On the South Coast in the last eight months there have been more than half a dozen such events.
Some feature beer and wine with each course and the diners vote on which worked best to declare a "winner" for the night.
Others simply pair up food with beers.
The Little Prince bar is taking the latter approach with their latest dinner on March 26 called A Tale of Two Cities, which pairs locally sourced menu ingredients with craft beers from Melbourne.
The bar has held a few of these events before and co-owner Katie McKenzie said that at first she'd have to explain what a beer dinner was, but not any more.
Ms McKenzie said there was a mix of people who turn up to the dinners.
"I think some people turn up for the novelty," she said.
"They're intrigued by the idea, if it's something new to them.
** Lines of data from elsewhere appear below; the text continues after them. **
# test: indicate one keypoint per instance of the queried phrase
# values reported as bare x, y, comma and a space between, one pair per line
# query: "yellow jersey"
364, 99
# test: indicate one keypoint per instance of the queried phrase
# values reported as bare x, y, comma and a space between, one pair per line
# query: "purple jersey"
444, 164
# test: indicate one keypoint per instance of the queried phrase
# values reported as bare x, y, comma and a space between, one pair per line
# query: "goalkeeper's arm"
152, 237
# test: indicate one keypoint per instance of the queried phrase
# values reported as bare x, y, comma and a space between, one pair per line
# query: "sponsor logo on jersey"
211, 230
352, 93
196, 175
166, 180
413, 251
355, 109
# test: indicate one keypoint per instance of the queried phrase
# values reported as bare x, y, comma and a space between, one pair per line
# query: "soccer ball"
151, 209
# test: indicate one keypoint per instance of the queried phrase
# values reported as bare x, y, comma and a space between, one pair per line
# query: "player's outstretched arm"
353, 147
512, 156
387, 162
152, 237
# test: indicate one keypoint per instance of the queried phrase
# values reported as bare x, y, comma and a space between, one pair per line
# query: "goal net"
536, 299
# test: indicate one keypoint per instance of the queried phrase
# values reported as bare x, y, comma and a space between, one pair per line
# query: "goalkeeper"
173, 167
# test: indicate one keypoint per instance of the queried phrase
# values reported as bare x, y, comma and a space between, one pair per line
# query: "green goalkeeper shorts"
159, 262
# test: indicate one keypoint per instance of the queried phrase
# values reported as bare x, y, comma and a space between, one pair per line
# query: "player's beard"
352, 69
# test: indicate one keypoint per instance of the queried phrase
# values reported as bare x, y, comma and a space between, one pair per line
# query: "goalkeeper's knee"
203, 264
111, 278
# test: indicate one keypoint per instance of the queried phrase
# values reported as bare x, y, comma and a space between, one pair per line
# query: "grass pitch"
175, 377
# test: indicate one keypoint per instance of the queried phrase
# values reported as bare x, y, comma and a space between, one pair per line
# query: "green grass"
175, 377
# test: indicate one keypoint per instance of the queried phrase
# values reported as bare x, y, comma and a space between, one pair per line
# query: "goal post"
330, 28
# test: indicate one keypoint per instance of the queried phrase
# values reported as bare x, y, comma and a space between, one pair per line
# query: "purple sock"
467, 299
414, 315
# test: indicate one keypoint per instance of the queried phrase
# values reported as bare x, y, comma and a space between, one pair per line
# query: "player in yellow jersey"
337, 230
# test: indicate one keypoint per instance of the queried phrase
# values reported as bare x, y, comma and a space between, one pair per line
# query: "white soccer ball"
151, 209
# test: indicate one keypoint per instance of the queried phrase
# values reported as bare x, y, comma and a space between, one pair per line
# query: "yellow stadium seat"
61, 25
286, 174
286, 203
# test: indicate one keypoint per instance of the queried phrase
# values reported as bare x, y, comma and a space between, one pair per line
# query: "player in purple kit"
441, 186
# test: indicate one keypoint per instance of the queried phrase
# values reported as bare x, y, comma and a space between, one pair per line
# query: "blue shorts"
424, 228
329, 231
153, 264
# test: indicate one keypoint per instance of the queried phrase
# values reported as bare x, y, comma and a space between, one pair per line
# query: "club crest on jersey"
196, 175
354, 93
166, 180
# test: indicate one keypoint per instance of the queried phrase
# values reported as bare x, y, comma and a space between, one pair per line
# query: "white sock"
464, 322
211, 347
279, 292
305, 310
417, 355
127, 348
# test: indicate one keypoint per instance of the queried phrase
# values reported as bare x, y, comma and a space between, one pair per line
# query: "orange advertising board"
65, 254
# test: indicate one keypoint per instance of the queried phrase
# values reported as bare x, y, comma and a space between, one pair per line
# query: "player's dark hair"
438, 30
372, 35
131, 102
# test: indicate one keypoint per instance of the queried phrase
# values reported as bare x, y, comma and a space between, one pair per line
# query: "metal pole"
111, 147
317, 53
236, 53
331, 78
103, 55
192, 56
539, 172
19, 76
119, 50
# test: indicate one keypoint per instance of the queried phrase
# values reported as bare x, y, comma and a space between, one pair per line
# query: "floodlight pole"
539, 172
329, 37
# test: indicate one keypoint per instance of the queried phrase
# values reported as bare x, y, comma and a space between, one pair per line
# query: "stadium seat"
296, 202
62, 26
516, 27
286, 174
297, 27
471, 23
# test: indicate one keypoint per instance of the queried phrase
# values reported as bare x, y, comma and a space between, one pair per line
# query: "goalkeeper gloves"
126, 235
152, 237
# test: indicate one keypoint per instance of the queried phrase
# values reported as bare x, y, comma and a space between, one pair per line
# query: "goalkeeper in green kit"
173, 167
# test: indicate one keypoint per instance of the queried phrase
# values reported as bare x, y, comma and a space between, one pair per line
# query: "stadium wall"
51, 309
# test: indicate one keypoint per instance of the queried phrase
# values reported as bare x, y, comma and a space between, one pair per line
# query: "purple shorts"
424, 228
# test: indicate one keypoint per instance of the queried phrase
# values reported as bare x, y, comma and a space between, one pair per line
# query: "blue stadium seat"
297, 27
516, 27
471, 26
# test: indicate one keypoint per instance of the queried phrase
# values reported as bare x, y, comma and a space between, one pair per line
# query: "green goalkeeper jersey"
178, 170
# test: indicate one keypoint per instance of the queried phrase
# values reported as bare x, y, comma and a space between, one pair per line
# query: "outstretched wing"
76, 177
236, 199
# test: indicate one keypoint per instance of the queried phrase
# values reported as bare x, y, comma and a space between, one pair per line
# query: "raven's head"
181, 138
"But there are also a growing number of people who have an appreciation for craft beer.
"They recognise that it's an opportunity to try different things, learn about different styles and understand beer and how it's made and all the wonderful different things that it can be."
Ms McKenzie will be one of those charged with the tough task of finding five beers from Melbourne for the dinner, while chef James Calloway will be focusing on a menu calling on ingredients sourced from within 100 miles (161 kilometres) from the Little Prince.
Does the beer have to match the food or vice versa?
"It's a bit of both," Ms McKenzie admits.
"I might say to the chef, 'we're having this style of beer. I want you to come up with a dish that is going to complement it'.
"Then at the same time, the chef is keen to show off the local produce.
"It's really a case of give and take between us."